Für Beton mit hohem Sulfatwiderstand werden spezielle Zemente mit der Kennzeichnung SR (Sulfate Resistant) nach EN 197-1 eingesetzt. Ein Beispiel ist der Hochofenzement CEM III/B 32,5 N-SR. Die Hauptbestandteile – Portlandzementklinker und Hüttensand – werden mit Calciumsulfat als Erstarrungsregler vermahlen. Auf Grund seiner besonderen Zusammensetzung erfüllt dieser Zement die Anforderungen an einen Zement mit hohem Sulfatwiderstand. Solche Zemente finden vorwiegend Einsatz zur Herstellung von massigen Bauteilen, Bauwerken mit Kontakt zu Abwässern sowie als Co-Bindemittel im Transportbeton.
Die ÖNORM B 4710-1 fasst die Expositionsklassen für häufige Anwendungsfälle in Betonkurzbezeichnungen zusammen (B1 bis B12, HL-SW). Diese decken die vorherrschenden Expositionsklassen ab und erleichtern die Auswahl und Bestellung der Betonsorten. Die empfohlenen Betonsorten enthalten neben den Betonkurzbezeichnungen auch die üblicherweise anzuwendenden Druckfestigkeitsklassen. Zur Auswahl der Betonsorten gilt die Empfehlung, die Anzahl auf möglichst wenige zu reduzieren.
Hochofenzemente mit Sulfatwiderstand sind in der Regel chromatarm gemäß EU-Richtlinie 2003/53/EG ausgeführt.

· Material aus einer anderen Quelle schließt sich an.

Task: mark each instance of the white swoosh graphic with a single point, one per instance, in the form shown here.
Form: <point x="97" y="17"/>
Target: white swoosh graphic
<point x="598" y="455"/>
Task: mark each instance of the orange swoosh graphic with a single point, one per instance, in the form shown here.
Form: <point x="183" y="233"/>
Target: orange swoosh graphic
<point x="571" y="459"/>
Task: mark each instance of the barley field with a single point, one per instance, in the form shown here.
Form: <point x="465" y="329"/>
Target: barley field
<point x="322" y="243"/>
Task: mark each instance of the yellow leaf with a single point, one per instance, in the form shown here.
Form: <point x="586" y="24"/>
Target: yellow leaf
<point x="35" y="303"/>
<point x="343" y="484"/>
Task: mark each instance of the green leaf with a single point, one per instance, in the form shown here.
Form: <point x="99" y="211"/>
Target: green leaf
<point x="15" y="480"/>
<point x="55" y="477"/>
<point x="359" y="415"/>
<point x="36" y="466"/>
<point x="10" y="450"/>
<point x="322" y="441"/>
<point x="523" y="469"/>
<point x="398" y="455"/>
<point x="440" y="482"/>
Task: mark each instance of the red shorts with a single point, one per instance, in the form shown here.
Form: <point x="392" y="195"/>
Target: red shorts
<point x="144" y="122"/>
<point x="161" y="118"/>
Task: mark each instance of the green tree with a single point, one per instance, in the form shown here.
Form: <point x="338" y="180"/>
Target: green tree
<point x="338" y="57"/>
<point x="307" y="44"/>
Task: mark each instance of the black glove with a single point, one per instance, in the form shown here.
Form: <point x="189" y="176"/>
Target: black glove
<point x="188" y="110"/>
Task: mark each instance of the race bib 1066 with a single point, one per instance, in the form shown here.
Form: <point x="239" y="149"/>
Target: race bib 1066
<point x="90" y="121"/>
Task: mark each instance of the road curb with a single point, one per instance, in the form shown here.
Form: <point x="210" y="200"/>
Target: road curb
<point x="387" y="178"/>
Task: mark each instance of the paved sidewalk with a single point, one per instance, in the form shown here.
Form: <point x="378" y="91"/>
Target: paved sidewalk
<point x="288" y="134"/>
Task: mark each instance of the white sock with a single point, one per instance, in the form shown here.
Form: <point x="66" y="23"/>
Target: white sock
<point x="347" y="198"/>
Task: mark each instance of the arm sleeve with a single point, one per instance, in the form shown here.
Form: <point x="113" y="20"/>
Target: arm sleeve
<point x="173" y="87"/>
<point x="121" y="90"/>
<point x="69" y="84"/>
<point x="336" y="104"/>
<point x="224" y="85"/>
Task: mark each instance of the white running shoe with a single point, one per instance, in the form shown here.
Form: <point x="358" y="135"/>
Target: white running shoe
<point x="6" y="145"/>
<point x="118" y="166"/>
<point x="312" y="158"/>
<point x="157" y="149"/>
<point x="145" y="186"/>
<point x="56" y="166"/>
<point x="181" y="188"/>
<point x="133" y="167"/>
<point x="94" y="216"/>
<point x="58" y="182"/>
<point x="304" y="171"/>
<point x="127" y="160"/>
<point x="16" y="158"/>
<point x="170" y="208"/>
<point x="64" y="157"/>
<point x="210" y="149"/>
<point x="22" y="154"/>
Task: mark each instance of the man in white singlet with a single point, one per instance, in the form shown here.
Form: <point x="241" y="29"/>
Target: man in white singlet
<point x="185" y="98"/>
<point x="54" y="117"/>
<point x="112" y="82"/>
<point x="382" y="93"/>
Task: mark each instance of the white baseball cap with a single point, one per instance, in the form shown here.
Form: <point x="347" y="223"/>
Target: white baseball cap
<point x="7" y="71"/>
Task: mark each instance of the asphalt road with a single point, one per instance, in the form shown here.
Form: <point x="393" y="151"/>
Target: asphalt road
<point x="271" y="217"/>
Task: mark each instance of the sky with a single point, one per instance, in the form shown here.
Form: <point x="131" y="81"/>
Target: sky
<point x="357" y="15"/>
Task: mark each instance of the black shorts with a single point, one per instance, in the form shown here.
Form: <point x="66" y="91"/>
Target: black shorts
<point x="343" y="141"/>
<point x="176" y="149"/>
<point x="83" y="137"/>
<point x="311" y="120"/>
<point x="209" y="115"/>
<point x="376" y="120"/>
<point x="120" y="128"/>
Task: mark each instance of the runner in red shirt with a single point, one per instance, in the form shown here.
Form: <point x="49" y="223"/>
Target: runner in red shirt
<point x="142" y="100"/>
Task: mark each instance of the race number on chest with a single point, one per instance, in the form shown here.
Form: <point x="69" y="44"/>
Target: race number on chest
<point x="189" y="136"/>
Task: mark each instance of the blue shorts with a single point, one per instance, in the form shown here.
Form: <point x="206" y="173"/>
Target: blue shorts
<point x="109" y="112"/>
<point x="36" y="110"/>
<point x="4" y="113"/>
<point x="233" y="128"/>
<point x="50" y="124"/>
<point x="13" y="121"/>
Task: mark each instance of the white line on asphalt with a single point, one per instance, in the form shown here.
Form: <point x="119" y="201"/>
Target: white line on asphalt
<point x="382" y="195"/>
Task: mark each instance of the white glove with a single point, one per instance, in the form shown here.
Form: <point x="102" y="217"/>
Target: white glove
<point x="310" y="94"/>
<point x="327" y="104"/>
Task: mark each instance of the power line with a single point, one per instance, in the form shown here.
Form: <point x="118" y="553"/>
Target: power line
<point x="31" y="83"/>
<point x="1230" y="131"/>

Der Gehalt an wasserlöslichem Chrom VI beträgt dabei maximal 2 ppm.
Bei der Festlegung der Anforderungen an sulfatbeständigen Beton sollten Planer die Expositionsbedingungen des Bauteils genau ermitteln: Sulfatgehalt im Grundwasser oder Boden, pH-Wert, Fließgeschwindigkeit des Wassers und Bauteilgeometrie. Der Hersteller muss die Konformität der Betonproduktion kontinuierlich nachweisen. Der Verwender ist für die fachgerechte Verarbeitung und Nachbehandlung verantwortlich, da unzureichende Verdichtung oder Austrocknung die Dauerhaftigkeit des Betons beeinträchtigen kann.
Die ÖNORM B 4710-1 stellt sicher, dass Beton in sulfathaltigen Umgebungen dauerhaft standhält. Durch die Auswahl geeigneter Zemente mit SR-Kennzeichnung, die Einhaltung definierter Expositionsklassen und eine klare Aufgabenverteilung zwischen Planer, Hersteller und Verwender wird die Betonqualität über die gesamte Nutzungsdauer des Bauwerks gesichert.